Semeniuk powiedziała, że dzięki decyzji rządu o zamknięciu placówek, w Polsce jest znacznie lepsza sytuacja epidemiczna niż w wielu innych krajach europejskich.
Wesprzyj nas już teraz!
Wiceminister odnosząc się do decyzji rządu o otwarciu od 1 lutego centrów handlowych zaznaczyła, że przez najbliższe 14 dni władza będzie „obserwować czy liczby zachorowań gwałtownie nie rosną”. – Jeżeli to będą regularne liczby, to rozporządzenie, które funkcjonuje do 14 lutego, albo będzie musiało być przedłużone, albo będą wprowadzane kolejne protokoły i będziemy mogli już powoli wkraczać w ten etap odmrożeń – tłumaczyła.

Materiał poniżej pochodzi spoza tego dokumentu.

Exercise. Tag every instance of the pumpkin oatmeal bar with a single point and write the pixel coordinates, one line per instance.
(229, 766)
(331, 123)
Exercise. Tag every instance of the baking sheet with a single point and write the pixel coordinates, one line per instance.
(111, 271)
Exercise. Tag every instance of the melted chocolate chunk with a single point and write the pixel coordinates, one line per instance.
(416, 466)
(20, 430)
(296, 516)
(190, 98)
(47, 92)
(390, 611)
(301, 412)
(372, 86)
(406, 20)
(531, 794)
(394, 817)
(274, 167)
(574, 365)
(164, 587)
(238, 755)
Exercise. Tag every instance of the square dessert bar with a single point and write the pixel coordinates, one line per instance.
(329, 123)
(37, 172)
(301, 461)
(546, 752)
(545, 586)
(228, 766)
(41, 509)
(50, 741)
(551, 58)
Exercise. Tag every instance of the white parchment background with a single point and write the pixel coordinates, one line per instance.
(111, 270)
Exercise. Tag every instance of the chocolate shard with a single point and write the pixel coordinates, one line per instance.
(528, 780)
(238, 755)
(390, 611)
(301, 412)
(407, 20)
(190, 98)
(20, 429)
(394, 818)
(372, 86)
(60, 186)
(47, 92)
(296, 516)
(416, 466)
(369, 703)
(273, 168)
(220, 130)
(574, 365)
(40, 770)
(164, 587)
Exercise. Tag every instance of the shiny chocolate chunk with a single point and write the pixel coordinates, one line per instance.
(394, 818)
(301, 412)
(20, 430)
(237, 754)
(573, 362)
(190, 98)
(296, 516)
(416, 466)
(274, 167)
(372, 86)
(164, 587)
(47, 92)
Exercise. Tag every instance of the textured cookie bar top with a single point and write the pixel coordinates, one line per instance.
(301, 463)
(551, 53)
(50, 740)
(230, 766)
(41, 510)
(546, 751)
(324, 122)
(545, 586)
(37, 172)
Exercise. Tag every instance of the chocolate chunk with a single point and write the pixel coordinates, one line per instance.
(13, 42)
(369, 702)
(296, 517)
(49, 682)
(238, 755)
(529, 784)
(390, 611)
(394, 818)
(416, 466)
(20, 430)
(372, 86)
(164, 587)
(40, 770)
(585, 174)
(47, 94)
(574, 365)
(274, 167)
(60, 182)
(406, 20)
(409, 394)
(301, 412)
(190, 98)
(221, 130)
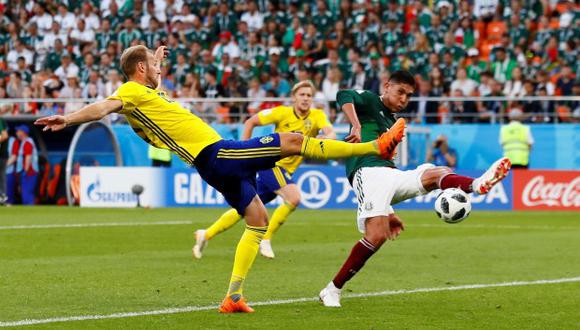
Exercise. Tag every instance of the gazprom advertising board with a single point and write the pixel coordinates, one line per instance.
(322, 187)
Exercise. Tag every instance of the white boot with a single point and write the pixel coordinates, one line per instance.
(200, 243)
(330, 295)
(494, 174)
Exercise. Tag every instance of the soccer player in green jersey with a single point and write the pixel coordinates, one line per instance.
(378, 184)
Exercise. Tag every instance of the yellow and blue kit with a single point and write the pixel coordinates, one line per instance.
(286, 120)
(228, 166)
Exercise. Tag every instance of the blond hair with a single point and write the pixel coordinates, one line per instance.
(131, 56)
(303, 83)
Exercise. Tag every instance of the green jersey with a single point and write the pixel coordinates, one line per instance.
(375, 119)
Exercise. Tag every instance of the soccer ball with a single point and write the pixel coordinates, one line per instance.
(452, 205)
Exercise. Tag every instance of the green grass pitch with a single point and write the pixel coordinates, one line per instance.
(52, 271)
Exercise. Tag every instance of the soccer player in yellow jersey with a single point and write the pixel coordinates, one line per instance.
(228, 166)
(298, 118)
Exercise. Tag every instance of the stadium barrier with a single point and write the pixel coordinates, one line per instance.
(322, 187)
(492, 109)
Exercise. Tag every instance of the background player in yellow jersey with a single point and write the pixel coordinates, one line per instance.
(298, 118)
(228, 166)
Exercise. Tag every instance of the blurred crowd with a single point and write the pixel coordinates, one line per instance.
(70, 50)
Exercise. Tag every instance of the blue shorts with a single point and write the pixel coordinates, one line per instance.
(270, 181)
(231, 166)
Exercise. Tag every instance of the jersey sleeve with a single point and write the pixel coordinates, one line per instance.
(127, 95)
(350, 96)
(322, 120)
(270, 116)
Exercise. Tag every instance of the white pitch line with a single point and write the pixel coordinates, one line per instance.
(163, 223)
(188, 309)
(101, 224)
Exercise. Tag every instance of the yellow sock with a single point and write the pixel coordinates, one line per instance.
(278, 218)
(329, 149)
(225, 222)
(245, 254)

Semeniuk zaznaczyła również, że resort rozwoju, pracy i technologii przygotował protokoły bezpieczeństwa dla ponad 40 branż, które czekają, aby je wprowadzać.
Warto przyponieć, że według szacunków Izby Gospodarczej Gastronomii Polskiej (podawanych w ubiegłym tygodniu), już po 18 stycznia 2021 roku swoją działalność wznowiło nawet 20 tys. przedsiębiorców z branży gastronomicznej. To w dużej mierze osoby, które zostały pominięte w rządowych „tarczach pomocowych”. Dane Izby były mocno rozbieżne z rządowymi. Wówczas wiceminister Semeniuk szacowała, że w skali kraju otworzyło się około 70-80 obiektów z branży gastronomicznej. Co ciekawe, do Izby napływały wówczas sygnały o kontrolach sanepidu w otwartych lokalach i miało być ich około 1300.